Giungiamo finalmente al 2020. Il mese di gennaio è stato testimone di ben due lanci: la missione “Starlink L2”, lanciata da un Falcon 9 B5 (matricola B1049.4), e la “Starlink L3” con il razzo B1051.3. La versione architetturale dei satelliti per questi ultimi lanci è ancora la 1.0. Il booster B1049, giunto al quarto volo, è entrato in servizio il 10 settembre 2018, aiutando il satellite Telstar 18V ad effettuare il trasferimento in orbita geostazionaria, mentre il booster B1051 è entrato in servizio il 2 marzo 2019 in occasione della missione della capsula Dragon 2 “Demonstration mission 1”. Ad oggi questo razzo ha effettuato 3 voli.

Tra le cose più interessanti, la missione “Starlink L2” è caratterizzata dalla presenza di un satellite a cui è stato applicato uno speciale rivestimento antiriflettente che dovrebbe consentire di ridurre notevolmente la luminosità riflessa. A tal proposito occorre fare un passo indietro nel tempo. Lo scorso 25 maggio 2019 un astronomo dilettante olandese è stato uno dei primi a pubblicare un video che mostrava i satelliti che volavano nel cielo in fila indiana, come un “treno” di luci brillanti. Il video aveva suscitato forti perplessità nell’ambiente delle osservazioni astronomiche non appena si è iniziato a ragionare sul numero di satelliti che Elon Musk ha promesso di immettere in orbita: circa 1.600 nella prima fase e 12.000 per completare la costellazione. Si tratta, in effetti, di un numero impressionante. A titolo esemplificativo basta considerare che oggi sono circa 18 mila gli oggetti celesti – più grandi di 10 cm – monitorati in orbita bassa, tra questi si contano 2.000 satelliti attivi. Il timore è che, quando la flotta sarà al completo, in ogni momento vi saranno decine di satelliti visibili ad occhio nudo sopra l’orizzonte.
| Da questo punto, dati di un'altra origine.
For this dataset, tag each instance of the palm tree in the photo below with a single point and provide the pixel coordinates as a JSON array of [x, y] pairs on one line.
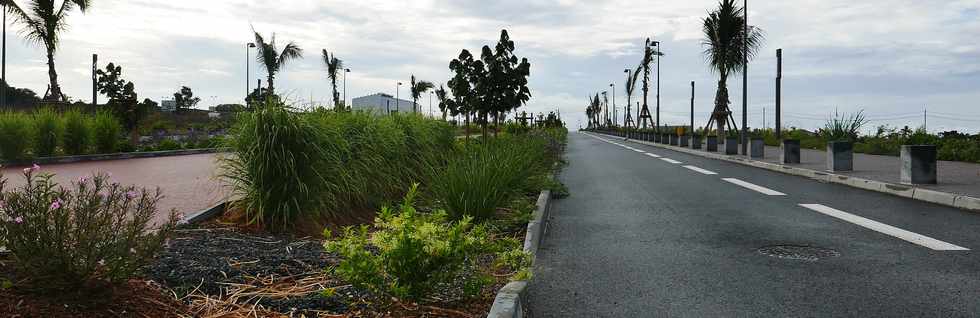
[[443, 97], [419, 88], [42, 22], [274, 60], [334, 67], [631, 78], [726, 44]]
Per capire le preoccupazioni degli astronomi occorre partire dall’approccio rivoluzionario del progetto di SpaceX. Se di norma i satelliti per le telecomunicazioni sono posizionati in orbita geosincrona, apparentemente in una posizione fissa sopra l’equatore a 36 mila km di altezza, i satelliti Starlink opereranno in orbita bassa, a soli 550 km di altitudine. Se da una parte la vicinanza consentirà una maggiore potenza di segnale, rendendo superflue le antenne satellitari, dall’altra ciascun satellite, non essendo posto in orbita geostazionaria, orbiterà velocemente attorno alla Terra, riuscendo ad offrire i propri servizi solo al territorio sorvolato. L’enorme numero di satelliti, che ribadiamo essere di 12.000, è giustificato dall’esigenza di garantire una copertura completa e continua del servizio per tutto il globo terrestre. Per fare un confronto, la rete di satelliti per le telecomunicazioni Iridium, che negli anni ’90 ha utilizzato lo stesso approccio, ne contava soltanto poche decine.

Thanks to @Marco_Langbroek for the video

Tornando infine all’inizio di questo articolo, risulta facile a questo punto fare un conteggio dei satelliti Starlink attualmente attivi in orbita: moltiplichiamo 60 satelliti per ciascuno dei 4 lanci effettuati fino ad oggi, otterremo un totale di 240. Tuttavia, a questo numero non dobbiamo scordare di sottrarre i 3 satelliti disattivati poiché guasti. Otteniamo per cui un totale di 237, che diventa 239 se conteggiamo anche i primi due satelliti di test (Tintin A e B), ovvero il numero esatto dei satelliti Starlink attualmente in orbita.